My MP6 is a professional stage piano and has 4 channels, it has a polyphony of 196 per channel. I use Pianoteq which has a native polyphony of 128 for the piano sounds ( it can be set higher but 128 is the suggested polyphony to use that compliments latency ). I've never run into any trouble with either setup. In Mixcraft, I want to say I have polyphony set at 96 to keep latency down. Mixcraft is my VSt I use when i want to mix instrumentation or if I want to record and have full recording software at my disposal. As such, I have far more going on, sometimes several channels of instrumentation. But since the piano's polyphony is not used in a VST, then that's it, 96. Never an issue even though I just said a ways back here that my playing can hit 110. Some of this may be the fact that I'm playing though an audio interface that helps bring clarity. i don't know , but it works.

Some people have complained about some Yamaha YDP series pianos and heavy action. I have no experience with them other than trying them out in a store, to which I just didn't like any of the Yamaha cabinet type home use pianos. Non of the keys, in fact not the entire instrument, felt like a piano to me. The MP6 has the balance and pivoting feel of real grand piano keys. And later models are supposed to be better yet.
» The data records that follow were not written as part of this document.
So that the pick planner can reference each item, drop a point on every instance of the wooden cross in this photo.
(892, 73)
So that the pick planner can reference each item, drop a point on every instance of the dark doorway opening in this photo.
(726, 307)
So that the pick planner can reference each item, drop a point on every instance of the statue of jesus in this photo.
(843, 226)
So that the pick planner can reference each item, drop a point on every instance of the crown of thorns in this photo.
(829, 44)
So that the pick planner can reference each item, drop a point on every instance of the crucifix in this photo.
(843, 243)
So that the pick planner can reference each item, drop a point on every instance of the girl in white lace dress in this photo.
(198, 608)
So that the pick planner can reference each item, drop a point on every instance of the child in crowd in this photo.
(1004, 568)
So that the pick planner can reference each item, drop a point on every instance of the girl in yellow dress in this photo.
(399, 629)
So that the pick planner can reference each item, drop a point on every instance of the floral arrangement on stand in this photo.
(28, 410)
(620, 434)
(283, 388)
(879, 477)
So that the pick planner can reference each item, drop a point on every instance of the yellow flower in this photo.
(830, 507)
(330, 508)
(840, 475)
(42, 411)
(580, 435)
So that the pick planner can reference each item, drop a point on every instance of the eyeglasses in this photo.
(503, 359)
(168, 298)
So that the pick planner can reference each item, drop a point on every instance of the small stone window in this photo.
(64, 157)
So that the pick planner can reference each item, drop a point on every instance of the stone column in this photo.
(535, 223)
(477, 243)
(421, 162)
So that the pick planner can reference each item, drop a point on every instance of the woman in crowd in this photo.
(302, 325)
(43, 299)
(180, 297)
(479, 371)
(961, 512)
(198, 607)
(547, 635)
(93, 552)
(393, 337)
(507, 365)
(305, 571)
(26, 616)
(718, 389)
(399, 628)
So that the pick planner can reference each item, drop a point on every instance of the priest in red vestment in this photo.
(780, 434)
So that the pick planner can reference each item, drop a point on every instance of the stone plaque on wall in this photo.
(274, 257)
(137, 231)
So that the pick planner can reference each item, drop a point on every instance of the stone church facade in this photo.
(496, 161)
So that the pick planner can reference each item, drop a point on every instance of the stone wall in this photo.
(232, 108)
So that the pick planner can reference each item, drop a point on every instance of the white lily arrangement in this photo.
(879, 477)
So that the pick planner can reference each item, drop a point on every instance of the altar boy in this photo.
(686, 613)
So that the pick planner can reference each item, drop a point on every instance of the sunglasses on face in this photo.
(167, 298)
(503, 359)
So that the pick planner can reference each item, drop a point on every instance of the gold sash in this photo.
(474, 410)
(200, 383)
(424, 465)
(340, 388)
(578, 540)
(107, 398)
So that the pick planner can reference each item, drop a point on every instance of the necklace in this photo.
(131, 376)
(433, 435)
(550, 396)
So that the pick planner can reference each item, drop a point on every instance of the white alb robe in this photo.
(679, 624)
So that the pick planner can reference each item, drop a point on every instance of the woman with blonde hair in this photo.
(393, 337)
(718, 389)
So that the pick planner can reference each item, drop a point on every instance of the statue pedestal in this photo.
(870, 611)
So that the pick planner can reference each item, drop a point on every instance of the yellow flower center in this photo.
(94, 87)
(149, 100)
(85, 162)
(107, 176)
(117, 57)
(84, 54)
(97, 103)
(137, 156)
I will probably always own Kawai digital piano's, I don't see myself owning a Yamaha but possibly a Roland before that, if not Kawai . And since I use VST software for sound generation, I doubt I will buy another full sound DP, the next would probably be Kawai's controller ( no on board sounds). I build an all birch stand and I made a wooden music rest for that attaches to the back of that and I can plop any DP or controller on there .
Depressing the pedal on an out of tune acoustic piano and playing does not result in tonal color control or add interest, it's called obnoxious.

Offline jacobson

  • PS Silver Member
  • Jr. Member
  • ***
  • Posts: 25
Re: Yamaha YDP-162 and Kawai CN-14 (KDP90)
«Reply #3 on: June 07, 2016, 02:07:13 AM »
Right now I'm seriously considering the YDP-163.

It's the successor to the YDP-162, with GH3 action and 192-note polyphony.

The only thing holding me back is the fact that there are zero reviews for it out there. It's understandable, seeing that it came out recently in April 2016, but I'd love to be able to read at least one single review for the product.

Offline hfmadopter

  • PS Silver Member
  • Sr. Member
  • ***
  • Posts: 2272
Re: Yamaha YDP-162 and Kawai CN-14 (KDP90)
«Reply #4 on: June 07, 2016, 10:11:36 AM »
People get all hung up with the name "Yamaha".  Why , I have no idea but it is the case. I've played GH3 instruments, you can play any number of them or get reviews on pianos with GH3. Personally, I felt the keys did not have the same kind of resistance that my real grand piano gives me.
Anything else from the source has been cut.